Bu toplum, anasına ve erkek / kız kardeşine
saygı ve sevgi duyan ve duyulmasını isteyen; sevgilisine, eşine ve kızına / oğluna
saygı, sevgi, şefkat ve fedakârlık gösteren ve gösterilmesini isteyen, ahlâklı,
beden ve ruh sağlığı yerinde, hukukla uyumlu vatandaşlarıyla öğünmeliydi. Bu
toplum, kanun ve tüzük çıkarma ve bunların uygulanmasını denetleme iradesini
(millî irade) Meclis eliyle kullanmayı ve bu
konuda bilinçlenmeyi öğrenmeli idi.
Mustafa Kemal
Atatürk, böyle bir toplum yapısında, bir zihniyet dönüşümü için gerekenleri ödünsüzce yaparak, cehâleti yok
etmeye çalıştı. O’nun düşmanlarının neredeyse hepsi, dün de, bu gün de,
cehâlete yaslanan ve onu besleyen inanç sömürgenleridir.

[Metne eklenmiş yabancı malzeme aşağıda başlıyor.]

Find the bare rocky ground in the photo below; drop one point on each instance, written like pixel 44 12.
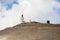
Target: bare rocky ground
pixel 31 31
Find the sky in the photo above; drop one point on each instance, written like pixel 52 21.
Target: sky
pixel 33 10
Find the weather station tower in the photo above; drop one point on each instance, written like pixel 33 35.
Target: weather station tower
pixel 22 18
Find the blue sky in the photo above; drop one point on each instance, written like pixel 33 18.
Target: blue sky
pixel 34 10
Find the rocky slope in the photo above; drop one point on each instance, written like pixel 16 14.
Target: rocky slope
pixel 31 31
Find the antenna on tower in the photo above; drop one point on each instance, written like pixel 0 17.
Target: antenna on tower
pixel 22 18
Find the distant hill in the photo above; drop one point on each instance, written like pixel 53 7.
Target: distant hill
pixel 31 31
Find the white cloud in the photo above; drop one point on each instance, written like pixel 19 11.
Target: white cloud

Zihninin kirliliğini
dışa vurup Atatürk’e iftira** edenlere de, Allah’ımızın, temiz
iman, fesada uğramamış, nifaksız akıl vermesini dileyelim…
Allah, Kur’ân’da “...o halde, sakın câhillerden olma!” buyurmuştu.
(Enam Sur.) Zanlarını
doğru sayıp, öfkesinin asıl sebebini saklayıp, yanlışı, yalanı doğru gibi
göstermek de, hakikati söylememekte direnmek de, câhiliye devrinin
kalıntısıdır.
Allah, her vatandaşımızı, imanını, ilhamını,
aklını, duygusunu ve davranışını kirleten kibirli münafıklık ve inatçı c e h â l e t hastalığından korusun…
7-18 Kasım 2011
[1] Allahın emirlerini yerine
getirme, kulluğun gereği olan tapmaya, tapınmaya bağlı ruhî ve bedeni eylemler.
Dindar görünüşlü aldatıcıların, ham
softaların kullandığı ürkütücü, korkutucu veya gülünç rivâyetler, hükümler.
[3] Kur’ân ve hadiste yer alan, --almayanlarının
ise her toplumun tarihî varlığının göstergesi olan kültürüyle biçimlenen--
başta aile ve miras hukuku olmak üzere toplum
hayatını düzenleyen kurallar ve benimsemeler.
[6] İsmet
Görgülü, Atatürk’ün
Anıları, 5.bs., Ank., 2013.Ayrıca bkz.,Turhan Olcaytu, Dinimiz Neyi Emrediyor, Atatürk ne Yaptı ? 9.bs.,Ank.,2001.
** Emperyalist devletlerce veya onların yerli uzantılarınca, kalemleri
kiralanmış sayısı yüze yakın müfteri,
münafık, mürâî, mürteci, mutaasıp yazar ve / veya tv mürşidi , Atatürk’ün “İngiliz valisi olmak istediğini” veya Lozan’da,” saltanatın kaldırılması sözünün verildiğini”
söylerken cahilliklerini gösteriyorlar. Şu yazarlardan birinin yayınlarını okusalar, düşmanca
ve ısrarla iftira etmekten vaz geçerler: R.
Salahi Sonyel, Bilal Şimşir, Turgut Özakman, Nurşen Mazıcı, Şerafettin Turan, Clarance
K. Streit, G. M.Rumbolld, Charles Sherrrill, Perci Loraine Lyham.